Это не значило, что Гедройц закрывал глаза на права человека. До самого конца жизни он был вовлечен в разнообразную деятельность в пользу демократии в Восточной Европе: в 1998 году «Культура» опубликовала «Белорусскую декларацию свободы», подписанную белорусскими интеллектуалами, а с польской стороны – в том числе Ежи Гедройцем и Анджеем Вайдой. А за год до смерти Гедройц убеждал Чеслава Милоша, что тому вместе с Виславой Шимборской стоит номинировать на Нобелевскую премию белорусского писателя Василя Быкова. «Лишним было бы объяснять тебе, что вручение этой премии белорусскому писателю стало бы, без преувеличения, революцией в Беларуси», – писал он автору «Порабощенного разума».           

Будучи сторонником польско-украинского согласия, критикуя поляков за антиукраинскую позицию, Гедройц протестовал и тогда, когда против истины грешили украинцы. В 1976 году, найдя в одном из украинских журналов неправдивую информацию о польско-украинских отношениях, он писал Ивану Кедрину-Рудныцкому: «Много всего было между поляками и украинцами – много неприятного и очень тяжелого. Но я не думаю, что стоит оперировать недостоверными сведениями. Нормализация отношений – общая цель наших народов, ради которой необходимо говорить друг другу в глаза чистую правду. Но только правду».

 

После Гедройца

 

Концепции Ежи Гедройца не следует рассматривать как не поддающиеся модификации. Он сам говорил в одном из интервью: «Наша позиция – и это видно из статей Мерошевского – постоянно переживала неожиданные изменения. В условиях одной конъюнктуры есть шансы на нейтрализацию, в условиях другой – на что-то иное. Безусловно, по мере возможности к каждой ситуации стоит приспосабливаться – хотя бы потому, что, даже если мы не можем влиять на ход событий, это заставляет людей мыслить, задумываться. Для меня это важнейшая функция «Культуры». Подтвердились ли различные концепции – уже не так важно. А сообразовываться с реальностью – важно. Как и считаться с мнением мирового сообщества».
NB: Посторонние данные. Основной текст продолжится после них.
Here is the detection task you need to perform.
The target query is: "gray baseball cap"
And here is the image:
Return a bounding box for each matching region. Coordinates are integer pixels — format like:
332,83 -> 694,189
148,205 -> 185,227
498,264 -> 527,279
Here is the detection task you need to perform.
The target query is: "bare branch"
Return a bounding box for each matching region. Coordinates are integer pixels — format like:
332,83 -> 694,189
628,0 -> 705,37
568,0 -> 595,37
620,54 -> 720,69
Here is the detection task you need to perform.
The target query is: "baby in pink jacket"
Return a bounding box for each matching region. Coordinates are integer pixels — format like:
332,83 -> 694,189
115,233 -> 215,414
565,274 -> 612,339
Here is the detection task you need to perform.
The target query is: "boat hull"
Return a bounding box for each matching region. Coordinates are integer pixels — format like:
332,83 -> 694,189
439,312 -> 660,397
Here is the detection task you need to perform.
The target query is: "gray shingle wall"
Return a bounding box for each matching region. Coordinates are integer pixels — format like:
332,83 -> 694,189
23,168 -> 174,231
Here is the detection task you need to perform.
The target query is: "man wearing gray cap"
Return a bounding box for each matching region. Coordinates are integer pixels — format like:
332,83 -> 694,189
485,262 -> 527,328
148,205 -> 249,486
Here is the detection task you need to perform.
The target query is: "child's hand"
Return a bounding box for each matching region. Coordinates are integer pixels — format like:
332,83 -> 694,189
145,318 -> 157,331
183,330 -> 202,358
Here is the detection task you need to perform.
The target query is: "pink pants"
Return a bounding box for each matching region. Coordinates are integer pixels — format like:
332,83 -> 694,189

А как на концепцию Гедройца смотрели и смотрят ее адресаты? К сожалению, ни он, ни достояние «Культуры» не пользуются широкой известностью в странах Восточной Европы. Но Гедройца знают и ценят элиты этих стран, предлагая рассматривать идею редактора «Культуры» как исходную точку. Выдающийся украинский историк Ярослав Грыцак несколько лет назад писал: «Боюсь, с Ежи Гедройцем может случиться то, что случилось со многими классиками: о них много говорят, но мало кто читает их произведения, и еще меньше тех, кто их понимает. Нам необходимо адекватное понимание Гедройца сейчас, когда его эпоха прошла. Его работы порождены определенным историческим контекстом, которого уже не будет. Многое из того, о чем он писал – хорошо ли, плохо ли, – теряет смысл в новом мире, который возник после 1989 года и – позднее – после 11 сентября 2001-го и Оранжевой революции 2004-го. Польско-украинские отношения, к счастью, улучшились, но оба народа столкнулись с новыми вызовами и угрозами. Вопрос, на который мы должны ответить, если хотим быть честны сами с собой, звучит так: что будет после Гедройца?»   

 

Анджей Бжезецкий – главный редактор журнала «Новая Восточная Европа» и публицист «Тыгодника Повшэхнэго».